残念ながら、日本の旅行業界のSDGsへの関心は高くありません。2021年発表の立教大学とJTB総研の調査では、SDGsに取り組んでいる企業の割合は、業種別で旅行業が最低というあまりありがたくない結果が出ています。
そこで、日本旅行業協会(JATA)では、ポストコロナの旅行市場を迎えるにあたり、社会貢献委員会が中心となって「SDGsアワード」を創設しました。旅行会社のSDGsの取り組みを後押しする一方、SDGsへの認識を業界全体に広めるのが狙いです。
JATA会員の多数を占める中小の旅行会社には、SDGsに関心がないか、関心があってもどう取り組んでいいか分からないという会員が少なくありません。アワードでSDGsになじんでもらい、できれば応募も促したいと考えました。
このため、応募分野は「社会・人権」「経済・産業」「地球環境」「共創」と幅広く設定し、旅行商品だけでなく、職場での取り組みなども対象としました。
応募があったのは、26社から75件。
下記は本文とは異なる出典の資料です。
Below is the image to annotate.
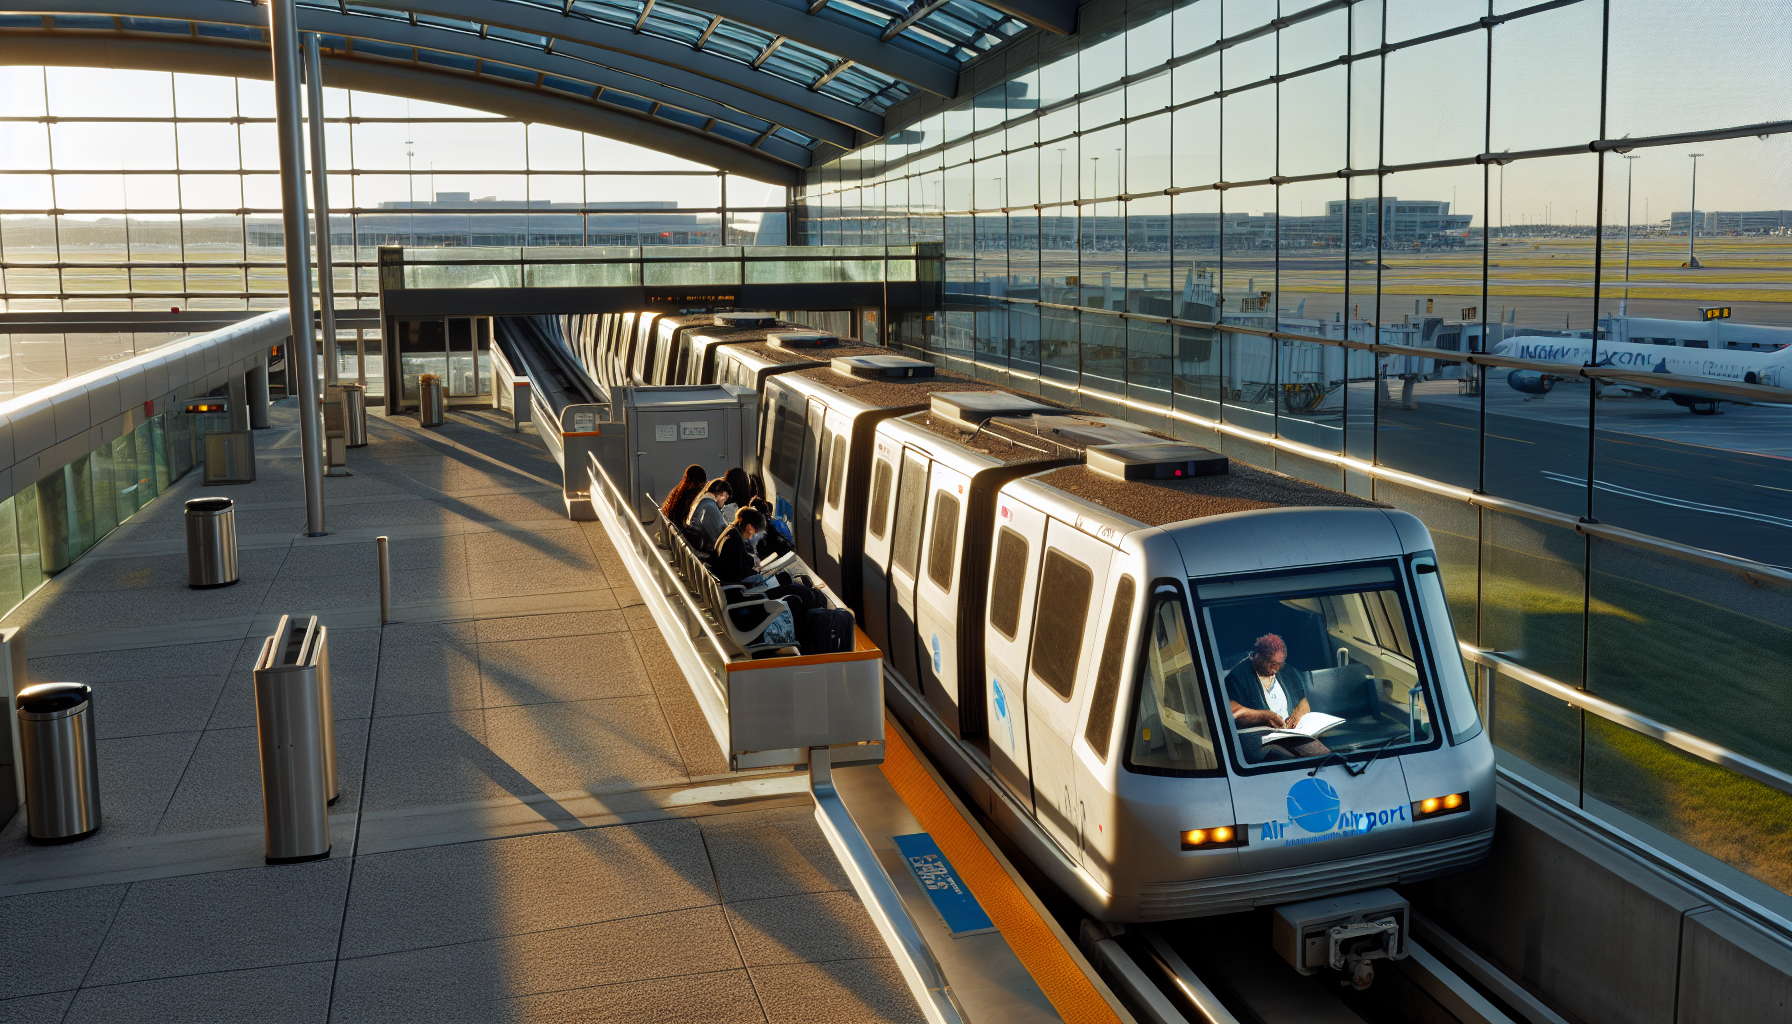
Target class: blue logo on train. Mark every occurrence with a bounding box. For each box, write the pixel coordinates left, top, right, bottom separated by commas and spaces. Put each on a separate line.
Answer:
1286, 778, 1341, 833
931, 634, 942, 673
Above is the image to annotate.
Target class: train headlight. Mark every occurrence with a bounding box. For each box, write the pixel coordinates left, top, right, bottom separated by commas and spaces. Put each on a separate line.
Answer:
1412, 792, 1470, 820
1181, 824, 1248, 851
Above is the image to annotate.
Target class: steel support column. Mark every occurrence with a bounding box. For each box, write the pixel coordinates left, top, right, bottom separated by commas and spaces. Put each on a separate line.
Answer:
270, 0, 326, 535
305, 34, 340, 387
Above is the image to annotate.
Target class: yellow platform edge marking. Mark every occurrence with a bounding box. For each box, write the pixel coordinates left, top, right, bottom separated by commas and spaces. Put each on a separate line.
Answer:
881, 723, 1126, 1024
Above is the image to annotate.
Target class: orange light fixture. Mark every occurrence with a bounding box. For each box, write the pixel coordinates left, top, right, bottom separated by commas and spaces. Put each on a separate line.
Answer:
1412, 792, 1471, 820
1180, 824, 1248, 850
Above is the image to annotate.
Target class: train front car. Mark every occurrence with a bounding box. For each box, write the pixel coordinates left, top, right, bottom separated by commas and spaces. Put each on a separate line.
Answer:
1007, 462, 1495, 926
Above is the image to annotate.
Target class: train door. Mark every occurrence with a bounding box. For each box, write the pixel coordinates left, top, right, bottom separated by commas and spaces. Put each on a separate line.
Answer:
860, 435, 899, 654
983, 497, 1049, 805
1073, 569, 1139, 890
814, 409, 854, 594
793, 400, 826, 567
886, 449, 931, 692
914, 462, 971, 737
1024, 521, 1111, 860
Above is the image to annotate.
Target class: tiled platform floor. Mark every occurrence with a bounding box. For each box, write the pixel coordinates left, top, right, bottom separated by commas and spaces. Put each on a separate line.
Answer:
0, 400, 921, 1024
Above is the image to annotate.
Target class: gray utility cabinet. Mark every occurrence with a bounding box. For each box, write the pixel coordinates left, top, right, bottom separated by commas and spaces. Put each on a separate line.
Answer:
615, 386, 758, 524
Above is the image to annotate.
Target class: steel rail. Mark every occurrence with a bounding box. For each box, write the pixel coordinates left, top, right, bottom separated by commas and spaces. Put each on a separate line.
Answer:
1463, 644, 1792, 800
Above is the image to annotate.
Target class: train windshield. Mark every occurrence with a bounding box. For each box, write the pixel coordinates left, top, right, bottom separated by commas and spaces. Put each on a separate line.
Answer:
1196, 565, 1438, 770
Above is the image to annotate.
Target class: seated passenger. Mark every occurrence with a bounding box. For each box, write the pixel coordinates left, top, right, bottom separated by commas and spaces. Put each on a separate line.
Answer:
685, 479, 733, 547
659, 464, 708, 527
714, 508, 824, 615
1224, 633, 1328, 759
724, 466, 791, 556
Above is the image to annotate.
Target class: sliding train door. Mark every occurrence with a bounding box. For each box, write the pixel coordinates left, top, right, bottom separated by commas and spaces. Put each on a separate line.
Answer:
984, 497, 1049, 805
860, 437, 899, 654
885, 449, 931, 692
914, 462, 971, 737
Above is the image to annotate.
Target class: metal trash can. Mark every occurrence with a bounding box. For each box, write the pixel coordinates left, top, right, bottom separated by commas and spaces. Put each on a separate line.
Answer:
203, 429, 256, 484
185, 497, 240, 588
419, 374, 445, 427
253, 614, 337, 863
17, 682, 101, 843
341, 383, 368, 448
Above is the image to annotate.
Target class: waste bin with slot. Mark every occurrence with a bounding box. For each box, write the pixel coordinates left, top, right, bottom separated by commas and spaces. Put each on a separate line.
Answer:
17, 682, 101, 843
185, 497, 240, 588
253, 614, 337, 862
341, 383, 368, 447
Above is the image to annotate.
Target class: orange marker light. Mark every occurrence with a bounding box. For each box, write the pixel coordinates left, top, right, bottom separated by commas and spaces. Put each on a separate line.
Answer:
1443, 793, 1463, 809
1213, 826, 1234, 843
1422, 797, 1441, 814
1182, 829, 1207, 846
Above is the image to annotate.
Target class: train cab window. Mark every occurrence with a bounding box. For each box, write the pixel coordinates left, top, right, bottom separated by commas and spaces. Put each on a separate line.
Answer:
1029, 549, 1094, 701
867, 459, 894, 540
1085, 576, 1137, 762
987, 527, 1028, 639
825, 434, 848, 510
1129, 590, 1220, 773
1196, 565, 1439, 770
891, 454, 928, 576
926, 492, 961, 590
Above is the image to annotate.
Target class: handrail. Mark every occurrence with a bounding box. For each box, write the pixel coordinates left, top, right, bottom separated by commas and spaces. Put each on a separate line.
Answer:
983, 294, 1792, 405
1460, 644, 1792, 799
979, 360, 1792, 588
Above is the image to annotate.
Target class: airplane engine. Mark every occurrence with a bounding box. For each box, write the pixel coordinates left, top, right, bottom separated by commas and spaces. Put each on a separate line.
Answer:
1506, 369, 1559, 395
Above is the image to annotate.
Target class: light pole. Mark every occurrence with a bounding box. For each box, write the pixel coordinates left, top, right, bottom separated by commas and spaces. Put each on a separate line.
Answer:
1056, 147, 1066, 205
1686, 152, 1704, 268
1090, 156, 1100, 246
1622, 153, 1641, 312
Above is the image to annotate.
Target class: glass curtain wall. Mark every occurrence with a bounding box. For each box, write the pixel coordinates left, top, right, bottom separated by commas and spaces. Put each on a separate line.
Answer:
799, 0, 1792, 901
0, 67, 791, 314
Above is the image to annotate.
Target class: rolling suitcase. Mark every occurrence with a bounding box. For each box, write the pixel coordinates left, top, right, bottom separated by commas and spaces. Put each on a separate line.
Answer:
801, 607, 855, 654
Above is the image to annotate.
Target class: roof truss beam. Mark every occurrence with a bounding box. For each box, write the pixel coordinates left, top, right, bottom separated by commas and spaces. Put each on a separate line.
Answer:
667, 0, 958, 96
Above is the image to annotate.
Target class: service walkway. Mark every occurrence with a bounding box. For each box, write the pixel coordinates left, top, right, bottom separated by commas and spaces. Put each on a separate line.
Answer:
0, 400, 922, 1023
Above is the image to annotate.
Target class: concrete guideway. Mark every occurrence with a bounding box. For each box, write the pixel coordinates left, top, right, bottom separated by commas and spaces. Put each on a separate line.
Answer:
0, 400, 924, 1022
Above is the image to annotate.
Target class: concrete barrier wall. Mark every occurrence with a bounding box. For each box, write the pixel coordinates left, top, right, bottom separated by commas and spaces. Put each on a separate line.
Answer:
1404, 780, 1792, 1024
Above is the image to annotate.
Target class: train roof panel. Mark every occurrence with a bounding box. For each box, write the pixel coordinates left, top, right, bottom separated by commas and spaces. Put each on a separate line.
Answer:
791, 363, 1001, 410
736, 339, 886, 366
1033, 461, 1385, 528
900, 410, 1081, 467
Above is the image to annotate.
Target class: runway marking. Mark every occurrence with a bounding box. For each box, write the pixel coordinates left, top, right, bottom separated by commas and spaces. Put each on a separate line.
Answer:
1541, 471, 1792, 529
1758, 484, 1792, 494
1488, 433, 1535, 445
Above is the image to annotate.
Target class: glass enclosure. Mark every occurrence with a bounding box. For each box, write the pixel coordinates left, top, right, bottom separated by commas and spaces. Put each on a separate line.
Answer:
395, 317, 491, 403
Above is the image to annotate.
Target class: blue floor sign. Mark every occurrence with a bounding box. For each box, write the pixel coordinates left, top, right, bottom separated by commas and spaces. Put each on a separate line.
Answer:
892, 833, 998, 938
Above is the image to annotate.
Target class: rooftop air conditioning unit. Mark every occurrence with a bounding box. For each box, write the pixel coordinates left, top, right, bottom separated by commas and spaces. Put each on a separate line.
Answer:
830, 355, 936, 381
713, 312, 779, 328
1087, 442, 1228, 481
769, 331, 840, 350
929, 391, 1054, 430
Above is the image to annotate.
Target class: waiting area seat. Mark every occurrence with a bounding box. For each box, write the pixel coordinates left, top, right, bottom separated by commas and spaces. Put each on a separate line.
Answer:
654, 502, 800, 658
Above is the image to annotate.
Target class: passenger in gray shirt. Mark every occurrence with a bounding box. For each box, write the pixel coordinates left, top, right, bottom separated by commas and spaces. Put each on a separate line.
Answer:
685, 478, 733, 548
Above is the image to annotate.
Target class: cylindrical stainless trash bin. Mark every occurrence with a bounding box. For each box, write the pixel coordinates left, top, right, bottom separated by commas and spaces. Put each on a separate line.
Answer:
185, 497, 239, 588
341, 383, 368, 448
18, 682, 101, 843
419, 374, 445, 428
254, 616, 333, 863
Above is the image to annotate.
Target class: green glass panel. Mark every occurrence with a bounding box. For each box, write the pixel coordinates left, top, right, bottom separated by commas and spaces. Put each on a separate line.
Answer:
1587, 539, 1792, 777
1481, 509, 1586, 686
151, 414, 170, 492
15, 481, 42, 593
1584, 716, 1792, 896
1491, 673, 1581, 792
65, 460, 94, 562
134, 422, 157, 503
90, 447, 118, 536
0, 496, 22, 616
114, 433, 140, 518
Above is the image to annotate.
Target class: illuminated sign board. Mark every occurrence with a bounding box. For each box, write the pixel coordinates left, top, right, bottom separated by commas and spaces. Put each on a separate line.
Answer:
1700, 306, 1732, 320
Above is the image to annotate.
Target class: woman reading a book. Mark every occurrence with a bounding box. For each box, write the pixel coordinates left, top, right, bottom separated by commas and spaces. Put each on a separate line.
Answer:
1225, 634, 1330, 760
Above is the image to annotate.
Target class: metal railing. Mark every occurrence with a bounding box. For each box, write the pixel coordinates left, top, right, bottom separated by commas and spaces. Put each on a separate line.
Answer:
382, 243, 937, 290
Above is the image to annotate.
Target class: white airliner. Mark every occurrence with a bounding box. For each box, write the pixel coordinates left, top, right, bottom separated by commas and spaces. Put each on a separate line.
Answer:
1491, 336, 1792, 414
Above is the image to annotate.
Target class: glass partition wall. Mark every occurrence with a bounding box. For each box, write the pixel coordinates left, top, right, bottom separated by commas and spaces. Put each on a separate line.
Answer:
799, 0, 1792, 906
0, 66, 792, 315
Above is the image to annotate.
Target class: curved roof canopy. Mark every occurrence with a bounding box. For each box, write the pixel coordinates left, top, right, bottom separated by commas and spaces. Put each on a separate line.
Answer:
0, 0, 1065, 181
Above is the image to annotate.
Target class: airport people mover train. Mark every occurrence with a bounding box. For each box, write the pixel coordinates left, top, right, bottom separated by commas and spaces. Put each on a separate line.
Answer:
564, 310, 1495, 948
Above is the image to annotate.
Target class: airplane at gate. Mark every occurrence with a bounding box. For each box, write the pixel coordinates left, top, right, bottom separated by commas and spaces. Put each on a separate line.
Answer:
1490, 336, 1792, 414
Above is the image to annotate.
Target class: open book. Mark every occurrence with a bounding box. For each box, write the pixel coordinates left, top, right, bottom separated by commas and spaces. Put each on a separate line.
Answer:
1261, 712, 1347, 744
755, 549, 799, 578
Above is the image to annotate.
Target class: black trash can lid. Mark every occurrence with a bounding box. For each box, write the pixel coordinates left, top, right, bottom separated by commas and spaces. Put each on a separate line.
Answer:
18, 682, 91, 714
186, 497, 234, 513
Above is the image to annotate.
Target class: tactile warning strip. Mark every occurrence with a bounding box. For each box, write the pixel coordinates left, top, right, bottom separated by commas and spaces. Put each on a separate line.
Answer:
881, 725, 1123, 1024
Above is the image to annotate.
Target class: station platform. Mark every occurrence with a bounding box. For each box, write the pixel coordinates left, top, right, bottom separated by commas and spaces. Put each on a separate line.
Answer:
0, 399, 924, 1022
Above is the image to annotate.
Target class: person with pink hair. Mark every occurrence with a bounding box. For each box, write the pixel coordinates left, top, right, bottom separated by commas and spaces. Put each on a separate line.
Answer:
1224, 633, 1312, 732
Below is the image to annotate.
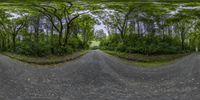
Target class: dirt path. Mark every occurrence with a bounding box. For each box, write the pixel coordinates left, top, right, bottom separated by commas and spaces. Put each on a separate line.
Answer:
0, 50, 200, 100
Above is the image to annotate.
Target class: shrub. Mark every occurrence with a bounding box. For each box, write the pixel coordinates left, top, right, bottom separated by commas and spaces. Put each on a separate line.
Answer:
100, 34, 191, 55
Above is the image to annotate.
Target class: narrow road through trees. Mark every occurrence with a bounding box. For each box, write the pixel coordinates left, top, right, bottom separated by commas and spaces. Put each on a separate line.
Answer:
0, 50, 200, 100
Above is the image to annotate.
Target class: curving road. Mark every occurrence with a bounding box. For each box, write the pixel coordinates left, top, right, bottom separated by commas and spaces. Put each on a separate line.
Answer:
0, 50, 200, 100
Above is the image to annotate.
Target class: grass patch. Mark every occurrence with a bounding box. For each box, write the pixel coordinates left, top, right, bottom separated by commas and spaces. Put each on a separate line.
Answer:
3, 50, 89, 65
103, 50, 189, 67
131, 61, 171, 67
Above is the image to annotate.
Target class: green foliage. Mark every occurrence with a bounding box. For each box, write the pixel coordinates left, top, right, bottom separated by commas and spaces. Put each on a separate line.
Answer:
101, 34, 188, 55
16, 40, 50, 56
0, 1, 96, 57
12, 35, 86, 57
1, 1, 200, 57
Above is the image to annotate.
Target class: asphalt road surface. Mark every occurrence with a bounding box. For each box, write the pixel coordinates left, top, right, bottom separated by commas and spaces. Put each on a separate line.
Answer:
0, 50, 200, 100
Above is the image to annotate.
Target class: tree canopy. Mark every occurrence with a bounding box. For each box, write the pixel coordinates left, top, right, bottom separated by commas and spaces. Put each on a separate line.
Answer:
0, 1, 200, 56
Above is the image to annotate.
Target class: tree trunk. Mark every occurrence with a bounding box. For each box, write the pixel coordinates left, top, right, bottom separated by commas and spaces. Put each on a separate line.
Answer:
7, 38, 10, 49
12, 34, 16, 52
0, 39, 2, 50
2, 39, 5, 50
181, 39, 185, 50
63, 24, 70, 46
137, 21, 140, 34
58, 32, 62, 46
34, 16, 40, 56
50, 24, 54, 54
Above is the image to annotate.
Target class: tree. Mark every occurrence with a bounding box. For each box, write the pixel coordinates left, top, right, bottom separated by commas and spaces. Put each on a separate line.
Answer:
0, 9, 27, 51
172, 10, 197, 50
189, 31, 200, 52
95, 29, 106, 41
33, 1, 82, 46
0, 9, 11, 50
78, 15, 95, 48
8, 17, 27, 51
112, 6, 133, 42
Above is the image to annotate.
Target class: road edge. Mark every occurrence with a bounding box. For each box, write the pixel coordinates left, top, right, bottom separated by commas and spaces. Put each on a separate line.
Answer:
102, 50, 190, 67
2, 50, 89, 65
JATAの会員数1113社からすると少ないかもしれませんが、中小の会員社からの応募もありました。内容も、最先端の知見を生かした旅行商品から社内の禁煙運動までバラエティに富んでいて、有識者や観光庁の方々も迎えて行った5月の審査委員会では、応募作の優劣を付けるのに困るほどでした。
審査の結果、初のSDGsアワード大賞は、エイチ・アイ・エスの旅行商品に決定しました。現地NPOの協力のもとに、カンボジアの小学校建設や授業を手伝うというツアーの造成・販売です。真正面から途上国の貧困問題に向き合った姿勢が評価されました。
このほか各部門の優秀賞には、JTBコミュニケーションデザイン、クラブツーリズム、楽天グループが選ばれました。沖縄ツーリストが特別賞を獲得するなど、いわゆる大手以外の応募社からも数件の受賞がありました。受賞した取り組みはいずれもユニークかつ興味深いものばかりです。ぜひJATAのサイトで内容をご覧になって下さい。
SDGsの達成期限まであと7年。JATAのアワードが回を重ねるごとに応募数を増やし、旅行業界のSDGsのけん引役になっていくことを願っています。